Der Hauptgüterbahnhof Nürnberg in Gostenhof wurde schon nach dem Bau des „Rangierprovisoriums“ als Vorläufer des Rbf. Nürnberg nur noch für den örtlichen Güterverkehr genutzt. Damit er bedient werden konnte, wurde (in Etappen) eine Verbindungsstrecke geschaffen, eben die Strecke zwischen Nürnberg Rbf. und Nürnberg Hgbf. die 1907 komplett fertig war und in Betrieb ging. Die Bahnstrecke Nürnberg-Hbf. – Bamberg wird durch eine Unterführung kreuzungsfrei gequert.

Die Verbindungsstrecke ist eingleisig, nicht elektrifiziert und wurde 1999 stillgelegt, seit 2007 mit Beginn des Baus der S-Bahn Nürnberg-Bamberg ist sie unterbrochen.


1922



Die Ludwigsbahn Nürnberg – Fürth stellt den Betrieb ein, die Gleise werden abgebrochen, die Fahrzeuge gelten als verschollen. Die Städteverbindung wird jetzt von einer Straßenbahn hergestellt. Der Fürther Bahnhof wird 1938, der Nürnberger Bahnhof 1952 abgerissen. Die private Eisenbahngesellschaft bleibt aber als Kapitalgesellschaft bestehen und wird erst nach Verkauf der Grundstücke an die Stadt Nürnberg in den 70er Jahren zum Betrieb der U-Bahn liquidiert.



2007




Mit dem Baubeginn für die S-Bahn Nürnberg – Forchheim beginnen erneut große Veränderungen im „Urnetz der deutschen Eisenbahn“.
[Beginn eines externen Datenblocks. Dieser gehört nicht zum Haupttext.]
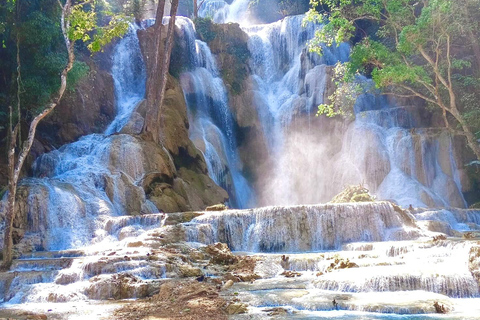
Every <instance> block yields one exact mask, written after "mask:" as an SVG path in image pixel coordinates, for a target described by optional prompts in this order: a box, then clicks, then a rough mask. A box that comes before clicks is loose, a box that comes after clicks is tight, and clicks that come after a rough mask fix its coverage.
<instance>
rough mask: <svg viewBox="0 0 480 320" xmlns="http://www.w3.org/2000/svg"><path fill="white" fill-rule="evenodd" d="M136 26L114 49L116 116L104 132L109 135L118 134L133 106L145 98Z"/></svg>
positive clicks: (113, 75)
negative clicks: (111, 122)
mask: <svg viewBox="0 0 480 320" xmlns="http://www.w3.org/2000/svg"><path fill="white" fill-rule="evenodd" d="M138 29H139V27H138V26H137V25H131V26H130V31H129V32H128V33H127V35H126V36H125V37H124V38H123V39H122V40H121V41H120V43H119V44H118V45H117V46H116V47H115V52H114V54H113V66H112V76H113V80H114V84H115V97H116V100H117V116H116V117H115V119H114V121H113V122H112V123H111V124H110V126H109V127H108V128H107V130H106V131H105V134H107V135H110V134H113V133H115V132H119V131H120V130H121V129H122V128H123V126H124V125H125V124H126V123H127V121H128V119H129V118H130V115H131V114H132V111H133V110H134V106H135V105H136V104H137V103H138V102H139V101H140V100H142V99H143V98H144V96H145V80H146V78H147V76H146V72H145V64H144V63H143V58H142V54H141V52H140V44H139V43H138V37H137V30H138Z"/></svg>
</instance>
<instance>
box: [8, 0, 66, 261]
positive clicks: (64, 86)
mask: <svg viewBox="0 0 480 320" xmlns="http://www.w3.org/2000/svg"><path fill="white" fill-rule="evenodd" d="M59 4H60V2H59ZM60 5H61V4H60ZM70 13H71V0H67V1H66V3H65V5H64V6H62V17H61V27H62V34H63V37H64V40H65V46H66V47H67V53H68V62H67V65H66V66H65V68H64V69H63V71H62V73H61V75H60V88H59V89H58V92H57V96H56V98H54V99H53V101H52V102H51V103H50V104H49V105H48V106H47V107H46V108H45V109H44V110H43V111H42V112H41V113H40V114H39V115H37V116H36V117H35V118H34V119H33V121H32V122H31V123H30V128H29V130H28V137H27V140H26V141H25V143H24V144H23V148H22V149H21V151H20V154H19V155H18V158H17V159H16V161H15V146H16V142H15V140H16V137H17V133H18V126H17V127H16V128H15V129H14V130H13V131H12V130H11V131H12V137H11V140H10V145H9V150H8V179H9V180H8V190H9V193H8V203H7V213H6V215H5V234H4V238H3V264H2V269H9V268H10V266H11V265H12V259H13V239H12V235H13V220H14V219H15V196H16V190H17V185H18V180H19V177H20V172H21V171H22V168H23V165H24V163H25V160H26V158H27V156H28V154H29V153H30V149H31V148H32V145H33V141H34V140H35V133H36V131H37V126H38V123H39V122H40V121H41V120H42V119H43V118H45V117H46V116H47V115H49V114H50V113H51V112H52V111H53V110H54V109H55V107H56V106H57V105H58V103H59V102H60V100H61V99H62V97H63V94H64V93H65V89H66V88H67V75H68V73H69V72H70V70H71V69H72V67H73V62H74V61H75V55H74V52H73V50H74V46H73V43H72V42H71V41H70V39H69V38H68V34H67V32H68V29H69V28H70V22H69V15H70ZM10 128H11V126H10Z"/></svg>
Entweder schon im Bau oder in diesem ersten Bauabschnitt auch noch fertig gestellt werden::

- der Ausbau von zwei auf vier Streckengleisen zwischen Nürnberg-Hbf und Fürth-Hbf, von denen dann (nur!) eines von der S-Bahn genutzt werden wird. Die zukünftige S- Bahnstation „Nürnberg Rothenburger Straße“ wird umgebaut und auch Fürth-Hbf. dem S-Bahnbetrieb angepasst. Darüber hinaus werden (bzw. wurden im vergangenen Sommer bereits) alle Bahnhöfe und Haltepunkte zwischen Nürnberg und Bamberg für den sogenannten S-Bahn Vorlaufbetrieb ab Dezember 2010 insbesondere an die neuen Fahrzeuge angepasst (höhere Ausstiegshöhe der vorgesehenen E-Talent 2)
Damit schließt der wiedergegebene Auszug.